Tahir Elçi era un avvocato curdo, attivista dei diritti umani. È stato ucciso il 28 novembre nel distretto di Sur, storico quartiere di Diyarbakir, subito dopo una conferenza stampa organizzata per denunciare la devastazione dello storico minareto ‘a quattro zampe’ della Moschea Sheikh Mutahhar per mano della polizia durante l’assedio del distretto. Tahir è stato freddato a colpi di pistola. I video della sua uccisione hanno fatto il giro del mondo. Tahir era un bersaglio, erano in molti a saperlo.
Da decenni impegnato per i diritti umani e nella difesa di attivisti curdi e del PKK, pochi giorni prima delle elezioni, alla CNN ribadì l’assurdità che il PKK faccia ancora parte della lista delle organizzazioni terroristiche. Per queste dichiarazioni fu arrestato e poi rilasciato in attesa di giudizio. Alcuni pensano che quella sia stata la sua condanna a morte. Personalmente credo che non sia così, ridurre a un unico evento il suo omicidio può non farci capire il suo spessore. Tahir seguiva molti casi. Primo tra tutti quello delle vittime degli incendi appiccati dai militari turchi nella regione sud orientale del paese.
Era il primo avvocato del caso Roboski, il villaggio al confine tra Turchia e Iraq raso al suolo da un bombardamento deciso dall’AKP che provocò la morte di 38 civili. Tahir seguiva da decenni il processo di pace in Turchia, portando suggerimenti costruttivi per la sopravvivenza del tavolo. Fu critico in passato nei confronti dello stesso PKK con cui lavorò per trovare mediazioni che facessero avanzare il processo di pace. Fu anche l’avvocato di Mohammed Rasool, collaboratore di Associated Press, arrestato a Diarbakir mentre svolgeva il suo lavoro di giornalista. L’avvocato era un uomo scomodo per l’AKP, per Erdogan e per gli affiliati Daesh presenti in Turchia. Il suo è stato un omicidio di Stato secondo milioni di persone.
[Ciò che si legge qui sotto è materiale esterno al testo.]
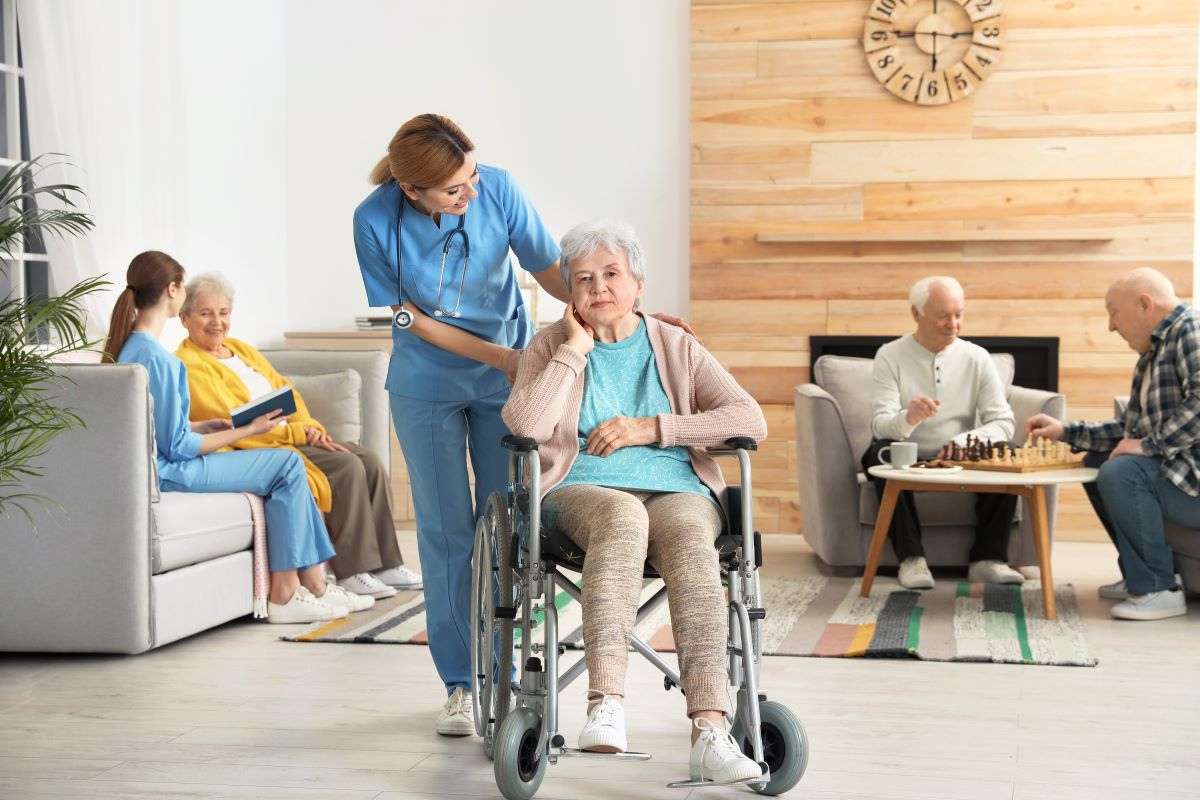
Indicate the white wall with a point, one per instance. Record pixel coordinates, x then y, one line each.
586 103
Non è un caso isolato. Sono infatti anni che Erdogan perseguita centinaia di professionisti influenti e dopo le proteste di Gezi parki l’attacco alla magistratura e agli avvocati ha subito un’accelerata. Il 10 ottobre l’attentato bomba di Ankara provocò l’uccisione di Uygar Cosgun, avvocato e attivista dei diritti umani. Ma cosa avevano questi avvocati in comune fra loro? Tutti rappresentavano civili considerati nemici dello stato. Che il governo turco conduca una vera e propria guerra allo stato di diritto è ormai assodato. Una guerra silente che si inserisce all’interno di una strategia della tensione che tenta di spaventare gli avvocati che decidono di rappresentare casi politicamente rilevanti o cittadini ‘impopolari’ secondo il governo.
Il Ministro dell’interno ha detto che l’assalto era diretto contro gli agenti di polizia presenti alla conferenza stampa, ma sul fatto che Tahir fosse il vero bersaglio non ci sono dubbi.